Vendredi 26 avril: la salle qui accueille la conférence sur les Suisses à Marseille ressemble à tant d’autres. Elle est sobre, grise, sans grande âme. L’ennui qui se dégage de la pièce contraste avec l’attention que porte à l’exposé en cours la quarantaine de présidentes et présidents de clubs suisses de France.

Au pupitre, Paola Ceresetti, guide-conférencière, présente avec enthousiasme et une pointe d’accent italien l’histoire séculaire qui lie la Suisse à Marseille. «L’histoire des Suisses de Marseille n’est pas bien connue. Et pourtant, ils ont laissé de nombreuses traces», commence-t-elle.

Dès la fin du 16e siècle

Porte ouverte sur le monde, la ville de Marseille a toujours attiré un grand nombre de migrantes et migrants. Les Suisses n’échappent pas à son attrait, et la fin du 16e siècle voit arriver une importante communauté helvétique.

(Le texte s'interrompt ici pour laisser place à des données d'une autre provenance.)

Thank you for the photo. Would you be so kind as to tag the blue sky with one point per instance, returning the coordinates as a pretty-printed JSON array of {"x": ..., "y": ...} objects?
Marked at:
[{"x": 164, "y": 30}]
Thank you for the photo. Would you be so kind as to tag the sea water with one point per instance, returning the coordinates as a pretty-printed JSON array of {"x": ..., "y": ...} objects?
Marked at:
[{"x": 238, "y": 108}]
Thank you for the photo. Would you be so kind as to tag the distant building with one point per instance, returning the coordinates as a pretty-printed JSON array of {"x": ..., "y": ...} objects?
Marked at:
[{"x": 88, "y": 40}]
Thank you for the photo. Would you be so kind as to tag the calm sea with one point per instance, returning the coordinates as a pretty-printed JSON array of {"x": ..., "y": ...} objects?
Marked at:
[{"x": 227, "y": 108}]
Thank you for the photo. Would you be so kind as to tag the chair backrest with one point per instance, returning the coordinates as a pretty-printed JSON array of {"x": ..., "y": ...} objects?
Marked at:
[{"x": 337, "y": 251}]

À la différence des autres groupes étrangers, les Suisses représentent souvent une main-d’œuvre qualifiée et se bâtissent rapidement une bonne réputation. Ils se font une place au soleil dans le négoce, tant et si bien qu’à la fin du siècle, on dénombre 171 Suisses (dont 157 Protestants) sur les 489 négociants que compte la ville.

Par l’édit de Fontainebleau de 1685, le roi Louis XIV fait interdire la religion protestante en France. Mais les négociants helvétiques, majoritairement protestants donc, ont une telle importance économique pour la ville que l’on tolère leur présence.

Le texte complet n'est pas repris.